In 2025, the calculus has changed significantly. A growing number of businesses — from large Indian enterprises to ambitious startups — are adopting multi-cloud strategies, deliberately distributing their infrastructure and workloads across two or more cloud providers. The reasons are compelling and the risks of staying single-cloud are becoming more apparent with each passing year.
Understanding whether a multi-cloud approach is right for your business requires an honest assessment of your current cloud setup, your risk tolerance, and the operational capability you have to manage increased infrastructure complexity.
Why single-cloud dependency is a growing risk
The most dramatic illustration of single-cloud risk is the outage scenario.
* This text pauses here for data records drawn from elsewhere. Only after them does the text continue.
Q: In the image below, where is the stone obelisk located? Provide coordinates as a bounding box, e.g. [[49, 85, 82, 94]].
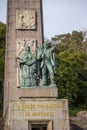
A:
[[4, 0, 43, 127], [3, 0, 70, 130]]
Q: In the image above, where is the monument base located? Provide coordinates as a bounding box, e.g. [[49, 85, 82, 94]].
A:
[[4, 98, 70, 130]]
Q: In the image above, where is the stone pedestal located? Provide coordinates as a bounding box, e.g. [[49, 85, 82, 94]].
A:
[[3, 0, 70, 130], [4, 88, 70, 130]]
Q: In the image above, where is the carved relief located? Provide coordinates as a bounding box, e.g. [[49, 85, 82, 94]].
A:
[[16, 38, 36, 57], [16, 10, 36, 29]]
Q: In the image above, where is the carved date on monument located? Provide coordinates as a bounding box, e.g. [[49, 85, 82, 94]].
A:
[[16, 10, 36, 30]]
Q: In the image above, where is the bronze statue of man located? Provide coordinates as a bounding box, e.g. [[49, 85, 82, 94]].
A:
[[37, 43, 55, 87], [18, 46, 36, 87]]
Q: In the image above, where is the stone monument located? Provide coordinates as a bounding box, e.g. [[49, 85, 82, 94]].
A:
[[3, 0, 70, 130]]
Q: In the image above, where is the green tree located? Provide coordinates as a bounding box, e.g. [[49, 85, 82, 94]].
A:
[[52, 31, 87, 106]]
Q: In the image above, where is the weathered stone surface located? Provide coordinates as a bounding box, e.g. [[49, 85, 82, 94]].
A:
[[9, 98, 70, 130], [77, 111, 87, 118], [18, 86, 58, 98]]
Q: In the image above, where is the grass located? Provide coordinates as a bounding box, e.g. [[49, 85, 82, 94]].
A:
[[69, 105, 87, 116]]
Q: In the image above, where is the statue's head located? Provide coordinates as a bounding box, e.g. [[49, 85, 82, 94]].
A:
[[25, 46, 30, 51]]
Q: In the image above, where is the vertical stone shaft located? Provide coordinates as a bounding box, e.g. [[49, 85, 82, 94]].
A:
[[4, 0, 43, 121]]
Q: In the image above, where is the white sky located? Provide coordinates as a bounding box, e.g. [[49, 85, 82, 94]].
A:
[[0, 0, 87, 38]]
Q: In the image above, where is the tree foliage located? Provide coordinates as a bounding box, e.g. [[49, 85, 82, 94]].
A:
[[52, 31, 87, 106]]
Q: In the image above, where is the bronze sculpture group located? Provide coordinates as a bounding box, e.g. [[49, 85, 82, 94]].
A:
[[18, 43, 56, 88]]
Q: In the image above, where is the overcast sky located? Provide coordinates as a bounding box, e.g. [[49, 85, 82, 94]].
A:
[[0, 0, 87, 38]]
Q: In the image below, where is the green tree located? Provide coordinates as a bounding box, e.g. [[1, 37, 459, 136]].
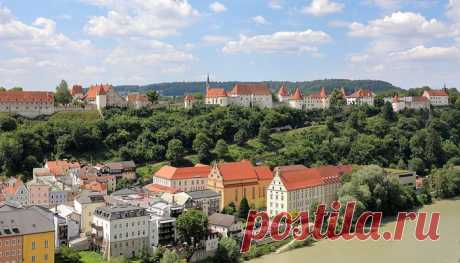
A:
[[166, 139, 185, 165], [147, 90, 160, 104], [239, 197, 251, 219], [216, 237, 240, 263], [54, 80, 72, 104], [214, 139, 228, 159]]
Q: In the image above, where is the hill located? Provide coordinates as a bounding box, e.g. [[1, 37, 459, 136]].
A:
[[115, 79, 402, 96]]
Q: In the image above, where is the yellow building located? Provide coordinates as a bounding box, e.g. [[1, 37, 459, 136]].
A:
[[0, 207, 54, 263], [208, 160, 273, 209]]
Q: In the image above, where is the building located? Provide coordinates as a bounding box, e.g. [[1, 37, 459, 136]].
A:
[[91, 205, 149, 259], [288, 88, 304, 110], [126, 93, 152, 110], [83, 84, 128, 110], [278, 84, 290, 102], [152, 165, 211, 192], [0, 207, 55, 263], [0, 91, 54, 118], [208, 160, 273, 210], [304, 87, 330, 110], [345, 89, 375, 106], [187, 189, 221, 215], [422, 89, 449, 106], [208, 213, 242, 239], [267, 165, 352, 216], [184, 95, 195, 110], [74, 190, 105, 233], [228, 83, 273, 108], [391, 95, 430, 112]]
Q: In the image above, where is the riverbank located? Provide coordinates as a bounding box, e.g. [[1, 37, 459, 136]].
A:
[[249, 198, 460, 263]]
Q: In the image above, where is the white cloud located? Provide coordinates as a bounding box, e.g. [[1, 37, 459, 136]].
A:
[[85, 0, 199, 37], [223, 29, 331, 53], [268, 0, 283, 9], [252, 16, 268, 25], [209, 2, 227, 13], [303, 0, 345, 16], [201, 35, 230, 45], [390, 45, 460, 61]]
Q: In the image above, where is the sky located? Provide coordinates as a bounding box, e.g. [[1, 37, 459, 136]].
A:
[[0, 0, 460, 90]]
AWS has experienced several significant outages in recent years that took down large numbers of businesses simultaneously — because when millions of companies are running on the same infrastructure, a provider-level incident creates a provider-level blast radius. Businesses with workloads distributed across multiple providers are inherently protected from this category of risk.
Beyond outages, single-cloud dependency creates negotiating weakness. When your entire infrastructure is on one provider and switching costs are high, your cloud vendor knows it. Multi-cloud strategies give businesses genuine negotiating leverage — and the Indian startup community’s recent success in renegotiating cloud contracts demonstrates exactly how valuable that leverage can be when economic conditions tighten.
The cost optimisation opportunity
Different cloud providers price different services differently, and the pricing differences can be significant. Storage is cheaper on one platform, compute on another, data transfer costs vary meaningfully, and database services have very different pricing models across providers. Businesses with a multi-cloud strategy can optimise their workload placement to take advantage of each provider’s pricing strengths — often achieving total cloud cost reductions of 20 to 35 percent compared to equivalent single-cloud deployments.